Petit point de contexte : les quatre membres, Britt Walford (batterie, chant), Brian McMahan (chant, guitare), David Pajo (guitare) et Todd Brashear (qui a remplacé Ethan Buckler à la basse après la sortie du premier album Tweez en 1988), grandissent à Louisville, dans le Kentucky. Très tôt, ils fondent divers groupes de punk hardcore et roulent leur bosse en jouant partout, presque tout le temps. Britt et Brian, amis d’enfance, ce recentrent plus tard en incorporant David Pajo et Evan Buckler pour former Slint, projet bien différent de la scène hardcore à laquelle ils appartenaient.

Pour eux, faire de la musique à ce moment là n’est pas une recherche de célébrité et de gloire, seulement un moyen de se retrouver dans la cave des parents de Britt Walford et passer un bon moment.  Entre 1989 et la sortie de l’album, ils vivent comme de simples jeunes gens, partageant leur temps entre l’université et les répétitions le week-end, jusqu’à composer 6 morceaux qui deviendront plus tard Spiderland.

En 4 jours éreintants, ils enregistrent donc Spiderland. Beaucoup de légendes accompagnent les sessions en studio des musiciens : tensions entre les membres, ambiance morose, angoissante au point que certains membres seraient entrés en dépression. Si tout cela n’est pas forcément vrai, on peut quand même se dire, après l’écoute de Spiderland, que ça ne devait pas être la grosse ambiance. 

 

Slint : Spiderland, 30 ans après

 

Parce que l’album ne ressemble à aucun autre. Ce n’est pas un album particulièrement joyeux, bien au contraire. Il n’y pas de refrain, beaucoup de silences, et le chant, fragile, chuchoté ou hurlé, fait le lien entre tous les instruments. Ce qui frappe tout d’abord à la première écoute est la façon dont les quatre membres posent le son, complètement lourd mais aérien, calme et violent à la fois. Breadcrumb Trail ouvre le bal avec ses fameuses harmoniques, et la marque de fabrique de Slint apparaît, ce chant grave, solennel, et quasi récité de Brian McMahan qui pose les bases de l’album. Arrivent ensuite Nosferatu Man, avec son rythme bancal et complètement Math-rock,  et Don, Aman, composé seulement de guitares et d’une voix et chanté (ou plutôt chuchoté) par Britt Walford. Don, Aman raconte le malaise de Don, qui ne se sent pas à sa place dans une soirée, mais aussi dans la société, et qui se met en retrait, pour essayer de mieux comprendre le monde. Les paroles posent les bases du ton de l’album, toujours très descriptives et sombres à la fois.

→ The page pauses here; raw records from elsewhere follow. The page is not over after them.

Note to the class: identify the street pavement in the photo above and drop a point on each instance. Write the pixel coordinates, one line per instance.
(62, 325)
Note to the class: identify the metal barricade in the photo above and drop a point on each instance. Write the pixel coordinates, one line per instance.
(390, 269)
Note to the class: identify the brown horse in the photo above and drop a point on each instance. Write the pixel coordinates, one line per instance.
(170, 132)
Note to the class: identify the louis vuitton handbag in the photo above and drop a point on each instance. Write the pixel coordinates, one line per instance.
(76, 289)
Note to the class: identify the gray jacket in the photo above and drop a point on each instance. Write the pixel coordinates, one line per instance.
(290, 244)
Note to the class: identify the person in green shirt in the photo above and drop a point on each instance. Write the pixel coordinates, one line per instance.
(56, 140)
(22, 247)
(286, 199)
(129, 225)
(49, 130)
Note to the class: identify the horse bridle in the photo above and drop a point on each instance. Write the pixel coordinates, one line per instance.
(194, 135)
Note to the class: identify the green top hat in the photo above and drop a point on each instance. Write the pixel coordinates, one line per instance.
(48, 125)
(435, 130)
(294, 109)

Le titre Washer continue de tisser la toile que Slint entreprend. Élément important de l’album, le son des guitares est très clair sur ce titre, en tous cas au début,  et contraste avec le son distordu et gras qu’ils utilisent à la fin, et qui du coup a beaucoup plus d’impact quand il surgit. Washer est le titre le plus chanté de l’album, et peut être aussi le plus beau. Le titre For Dinner, uniquement instrumental, marque une petite pause dans l’écoute de l’album, et garde cette ligne entre le beau et le sombre.

 

 

Good Morning Captain, qui clôture l’opus, va dans ce sens, avec une progression tourmentée qui aboutie au final chaotique, et le déchirant “I Miss You” hurlé par McMahan à la fin du morceau, qui s’oppose avec le reste du titre, où le chanteur conte l’histoire d’un marin seul survivant d’une tempête qui a décimé tout son équipage. 

Avec cet album, les membres de Slint ont, sans s’en rendre compte, influencé une flopée de musiciens à travers le monde. Mogwai, Arab Strap dans les années 90, et plus récemment Black Midi et surtout Black Country New Road, groupe qui revendique ouvertement l’influence de Slint dans son dernier album.

Après Spiderland les membres ont tous continué à faire de la musique leur métier, avec notamment David Pajo et son projet Aerial M (ou Papa M), et Brian McMahan avec The For Carnation. 

 

PS : Pour ceux qui veulent en savoir plus sur Slint, le génial documentaire « Breadcrumb Trail » est disponible sur Youtube.